The inventors point out that many (if not most or all) regions of the human body are subject to near-continuous dynamic stresses. For example, vertebral discs, menisci, bones, cartilage and heart valve receive considerable bending stress in vivo. Yet traditional cell culture techniques, even three-dimensional techniques, do not replicate these stresses. The authors believe that these stresses, or as they more simply put it, “bending,” are critical to normal growth and function.
One device to accomplish this bending is elegantly simple, as can be seen from the conceptual drawings above, taken from the patent. Cells are cultured in flexible tubes (32), which extend lengthwise on a flexible bed from what is essentially a fulcrum point (28). When downward pressure (40) is applied to the fulcrum point of the bed, as seen in the lower drawing, the bed flexes and cells undergo bending force. Conversely, pressure could be applied upwards at the fulcrum point, in which case the formerly compressive force would instead be tensile.

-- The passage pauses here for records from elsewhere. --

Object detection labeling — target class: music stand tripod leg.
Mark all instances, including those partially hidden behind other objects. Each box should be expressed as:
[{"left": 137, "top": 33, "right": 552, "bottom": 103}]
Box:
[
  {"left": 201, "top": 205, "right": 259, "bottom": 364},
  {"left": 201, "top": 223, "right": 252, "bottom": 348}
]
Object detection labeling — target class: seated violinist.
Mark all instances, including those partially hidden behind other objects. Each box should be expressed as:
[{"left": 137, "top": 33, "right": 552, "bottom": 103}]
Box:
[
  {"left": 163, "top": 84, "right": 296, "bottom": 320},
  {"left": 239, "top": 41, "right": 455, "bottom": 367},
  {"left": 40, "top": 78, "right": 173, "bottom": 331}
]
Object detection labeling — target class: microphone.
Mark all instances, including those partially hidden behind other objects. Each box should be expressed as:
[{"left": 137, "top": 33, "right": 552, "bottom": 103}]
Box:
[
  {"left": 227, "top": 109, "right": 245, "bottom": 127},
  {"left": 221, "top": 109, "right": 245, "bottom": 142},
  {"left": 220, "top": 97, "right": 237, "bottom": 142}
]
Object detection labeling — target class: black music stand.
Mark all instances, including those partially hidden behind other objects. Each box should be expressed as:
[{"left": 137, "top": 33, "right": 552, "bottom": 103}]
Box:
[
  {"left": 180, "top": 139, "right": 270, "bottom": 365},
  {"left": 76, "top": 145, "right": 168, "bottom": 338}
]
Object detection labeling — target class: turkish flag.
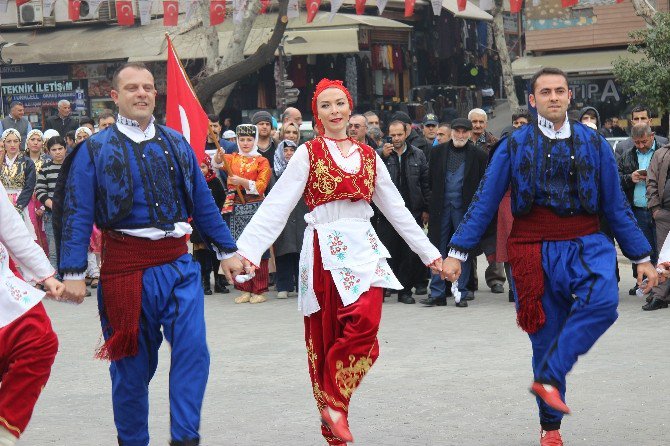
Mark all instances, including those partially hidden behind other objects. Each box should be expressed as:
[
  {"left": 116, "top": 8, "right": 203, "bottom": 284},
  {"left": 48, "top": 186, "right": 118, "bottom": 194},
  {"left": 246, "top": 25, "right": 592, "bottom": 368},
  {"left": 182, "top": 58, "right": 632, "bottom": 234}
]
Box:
[
  {"left": 561, "top": 0, "right": 578, "bottom": 6},
  {"left": 116, "top": 0, "right": 135, "bottom": 26},
  {"left": 457, "top": 0, "right": 466, "bottom": 11},
  {"left": 404, "top": 0, "right": 415, "bottom": 17},
  {"left": 16, "top": 0, "right": 31, "bottom": 6},
  {"left": 166, "top": 36, "right": 208, "bottom": 163},
  {"left": 260, "top": 0, "right": 270, "bottom": 14},
  {"left": 355, "top": 0, "right": 365, "bottom": 14},
  {"left": 68, "top": 0, "right": 81, "bottom": 20},
  {"left": 210, "top": 0, "right": 225, "bottom": 25},
  {"left": 163, "top": 0, "right": 178, "bottom": 26},
  {"left": 306, "top": 0, "right": 320, "bottom": 23},
  {"left": 510, "top": 0, "right": 523, "bottom": 13}
]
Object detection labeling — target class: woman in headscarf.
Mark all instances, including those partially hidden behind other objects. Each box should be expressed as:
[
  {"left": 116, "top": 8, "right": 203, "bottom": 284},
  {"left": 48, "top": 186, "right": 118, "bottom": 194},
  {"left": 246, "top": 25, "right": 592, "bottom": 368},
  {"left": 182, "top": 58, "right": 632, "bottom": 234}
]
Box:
[
  {"left": 273, "top": 121, "right": 301, "bottom": 178},
  {"left": 75, "top": 126, "right": 92, "bottom": 144},
  {"left": 0, "top": 128, "right": 37, "bottom": 239},
  {"left": 214, "top": 124, "right": 272, "bottom": 304},
  {"left": 25, "top": 129, "right": 49, "bottom": 255},
  {"left": 229, "top": 79, "right": 442, "bottom": 445},
  {"left": 190, "top": 154, "right": 229, "bottom": 295}
]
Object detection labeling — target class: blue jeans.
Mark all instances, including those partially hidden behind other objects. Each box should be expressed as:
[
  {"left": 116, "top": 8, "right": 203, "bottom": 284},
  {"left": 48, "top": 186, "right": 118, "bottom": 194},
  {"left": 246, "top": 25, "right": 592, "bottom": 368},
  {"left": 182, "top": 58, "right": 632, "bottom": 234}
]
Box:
[
  {"left": 430, "top": 206, "right": 472, "bottom": 297},
  {"left": 42, "top": 210, "right": 58, "bottom": 274},
  {"left": 631, "top": 207, "right": 657, "bottom": 277}
]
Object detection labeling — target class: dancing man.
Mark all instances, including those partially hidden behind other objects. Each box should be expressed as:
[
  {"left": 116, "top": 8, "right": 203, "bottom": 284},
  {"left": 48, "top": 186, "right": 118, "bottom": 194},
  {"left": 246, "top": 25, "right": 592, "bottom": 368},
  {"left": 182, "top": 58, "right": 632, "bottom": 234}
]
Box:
[
  {"left": 441, "top": 67, "right": 658, "bottom": 446},
  {"left": 223, "top": 79, "right": 442, "bottom": 445},
  {"left": 58, "top": 62, "right": 241, "bottom": 446},
  {"left": 0, "top": 181, "right": 64, "bottom": 446}
]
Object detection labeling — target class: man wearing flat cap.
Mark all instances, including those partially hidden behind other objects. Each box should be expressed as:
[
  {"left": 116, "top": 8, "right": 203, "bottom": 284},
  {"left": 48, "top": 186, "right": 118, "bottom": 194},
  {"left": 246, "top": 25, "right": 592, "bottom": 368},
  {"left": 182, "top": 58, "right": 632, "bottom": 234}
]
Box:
[
  {"left": 422, "top": 118, "right": 489, "bottom": 307},
  {"left": 251, "top": 110, "right": 277, "bottom": 169}
]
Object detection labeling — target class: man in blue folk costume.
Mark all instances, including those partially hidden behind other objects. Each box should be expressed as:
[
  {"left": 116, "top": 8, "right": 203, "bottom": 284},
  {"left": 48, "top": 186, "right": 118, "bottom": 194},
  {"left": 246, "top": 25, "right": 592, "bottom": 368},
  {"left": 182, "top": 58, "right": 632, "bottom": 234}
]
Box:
[
  {"left": 57, "top": 63, "right": 242, "bottom": 446},
  {"left": 441, "top": 67, "right": 659, "bottom": 446}
]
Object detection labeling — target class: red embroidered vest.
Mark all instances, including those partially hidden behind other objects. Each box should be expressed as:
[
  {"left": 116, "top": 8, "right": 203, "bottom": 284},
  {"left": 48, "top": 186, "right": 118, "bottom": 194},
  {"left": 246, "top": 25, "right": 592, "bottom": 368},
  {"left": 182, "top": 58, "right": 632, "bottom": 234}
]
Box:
[{"left": 304, "top": 137, "right": 376, "bottom": 210}]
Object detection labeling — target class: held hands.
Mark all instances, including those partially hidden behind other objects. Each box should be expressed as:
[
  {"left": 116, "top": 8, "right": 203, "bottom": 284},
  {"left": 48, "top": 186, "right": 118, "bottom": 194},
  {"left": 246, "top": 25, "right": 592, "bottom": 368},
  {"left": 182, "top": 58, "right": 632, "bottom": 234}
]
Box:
[
  {"left": 228, "top": 175, "right": 248, "bottom": 188},
  {"left": 42, "top": 276, "right": 65, "bottom": 300},
  {"left": 62, "top": 279, "right": 87, "bottom": 304},
  {"left": 637, "top": 261, "right": 661, "bottom": 294},
  {"left": 441, "top": 257, "right": 462, "bottom": 282},
  {"left": 219, "top": 254, "right": 247, "bottom": 283},
  {"left": 428, "top": 258, "right": 443, "bottom": 275}
]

From a mathematical model, the alternating compression and extension is thought to create alternating waves of increasing and decreasing intracellular pressure.
Does it matter from a functional viewpoint? It seems a little early to tell. In a single reported experiment, sections of mouse vertebra were cultured “statically,” as they describe traditional culture, and in a second culture with repeated bending motion, for ten days. Photomicrographs appear to show an increase in cell density and an increase in cellular matrices.
A lot more work will obviously be necessary to prove this out. However, before dismissing the idea, remember that we once thought that exposing cells to hyperoxic conditions didn’t matter either. One more step in rethinking the many possible differences between cultured, and in vivo cells.